IRISH oil exploration company Petrel Resources has revealed that it plans to upgrade its current deals with the Iraqi government to production sharing agreements once the country's new petroleum law is passed.
"With regards to our development field in the south, we could work there now, " said the company's managing director, David Horgan.
Petrel are confident that the government will ratify its claim to the oil rights for a large chunk of land in the western Iraq, Western Desert Block 6.
The company may also aim to get a 'super giant' oilfield, which would yield over 10 billion barrels of oil. The new law would end the legal limbo in the Iraqi oil industry, which did not allow foreign oil companies to enter into production agreements there.

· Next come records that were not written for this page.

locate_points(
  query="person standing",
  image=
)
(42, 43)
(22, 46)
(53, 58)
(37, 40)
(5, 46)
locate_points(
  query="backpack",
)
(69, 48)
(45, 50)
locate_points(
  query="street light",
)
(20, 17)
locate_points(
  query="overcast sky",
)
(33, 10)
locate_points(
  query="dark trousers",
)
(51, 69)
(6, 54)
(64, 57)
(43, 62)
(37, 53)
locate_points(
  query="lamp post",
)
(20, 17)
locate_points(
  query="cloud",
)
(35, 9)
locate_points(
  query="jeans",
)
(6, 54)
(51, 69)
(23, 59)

Petrel currently has contracts to study the Merjan oil field in central Iraq and to assist the state to bring the Subba & Luhais oil field in southern Iraq under production. Although the law does not specify the terms of production agreements, Horgan said that it was likely that Petrel would get 60 to 70% of the oil produced by its fields until it had recovered the cost of its investment and 20% after that.

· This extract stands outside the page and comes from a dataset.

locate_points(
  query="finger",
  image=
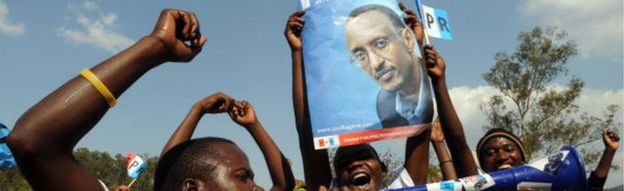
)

However, Jon Marks, editor of Iraq Focus, a London-based specialist newsletter aimed at the oil industry, said it was unclear whether it was safe enough to extract oil at Petrel's proposed fields.
"There has been a decrease in violence in Baghdad due to the US push but it has been displaced to other areas, " he said. Marks added that there was a good chance that insurgents would start attacking foreign oil contractors. Although Petrel's proposed fields were the best geological prospect in Iraq, few other oil companies were confident of extracting oil outside the relatively stable Kurdish area in the north of the country.